Every storage design question has the same skeleton underneath. Four steps, always in this order. Memorize the table below, because this sequence is what separates candidates who get offers from candidates who get "we'll be in touch."

PhaseTimeGoal
1. Identify Access Patterns3-5 minEstablish read/write ratio and dominant query shape
2. Classify Data Shape2-3 minDetermine structure: rows, wide columns, nested docs, or edges
3. Match to Storage Category1-2 minPick the category (not the product) that fits
4. Validate with a Concrete Query3-5 minWrite SQL that proves your schema actually works

The total is roughly 10-15 minutes before you've committed to anything. That's intentional. Interviewers at Stripe and Airbnb specifically watch whether you slow down at the start or rush to name a technology.

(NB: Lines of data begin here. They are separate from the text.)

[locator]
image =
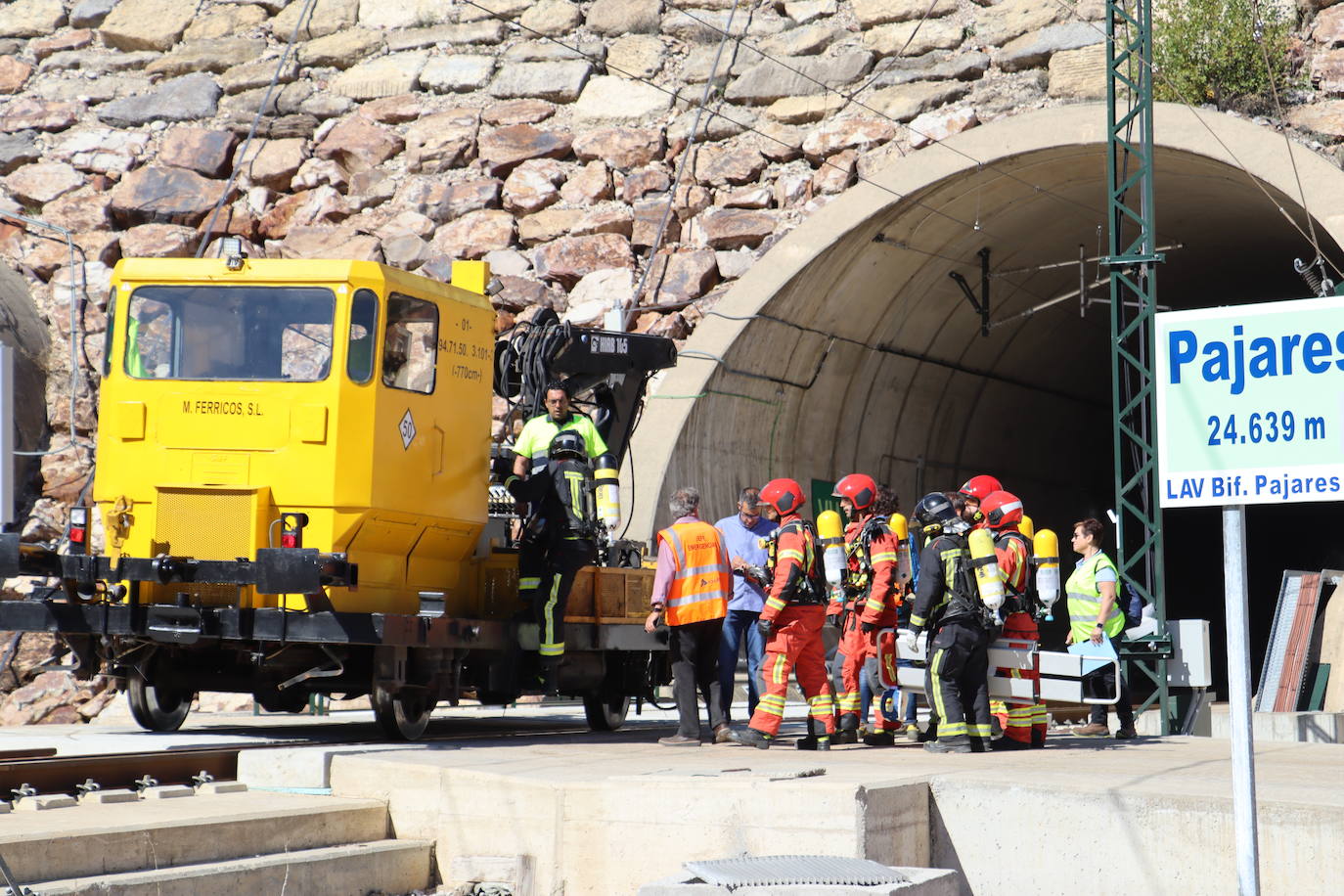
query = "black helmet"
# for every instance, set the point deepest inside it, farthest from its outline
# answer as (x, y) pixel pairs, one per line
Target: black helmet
(935, 514)
(567, 443)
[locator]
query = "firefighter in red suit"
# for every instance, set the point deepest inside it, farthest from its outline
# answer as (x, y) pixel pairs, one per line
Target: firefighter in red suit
(1023, 724)
(791, 619)
(872, 585)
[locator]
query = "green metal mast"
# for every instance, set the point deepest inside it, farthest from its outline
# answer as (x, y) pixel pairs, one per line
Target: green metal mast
(1133, 262)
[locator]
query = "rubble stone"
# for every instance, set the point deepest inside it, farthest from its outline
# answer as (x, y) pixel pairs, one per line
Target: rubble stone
(589, 184)
(614, 18)
(272, 162)
(184, 98)
(147, 24)
(547, 225)
(202, 150)
(31, 18)
(42, 182)
(568, 258)
(381, 75)
(607, 100)
(636, 55)
(338, 49)
(517, 112)
(554, 81)
(680, 277)
(164, 195)
(732, 227)
(504, 148)
(457, 74)
(158, 241)
(532, 186)
(474, 234)
(913, 38)
(27, 113)
(359, 144)
(765, 82)
(441, 141)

Storage Pattern Decision Framework

Phase 1: Identify Access Patterns

Ask these three questions, in this order:

  1. "What's the read/write ratio? Are we mostly reading existing records, or is this a high-throughput write path?"
  2. "What does the dominant query look like? Point lookup by ID, range scan over time, aggregation across millions of rows, or traversal across relationships?"
  3. "Is the data append-only, or do records get updated and deleted?"

That third question catches more candidates than you'd expect. A lot of schemas look identical until you ask whether rows mutate, and the answer completely changes your indexing and partitioning strategy.

What to say:

"Before I touch the schema, I want to understand the query shape. Is this mostly point lookups by a known ID, or are we running aggregations across large time windows? That single answer will drive almost every design decision I make."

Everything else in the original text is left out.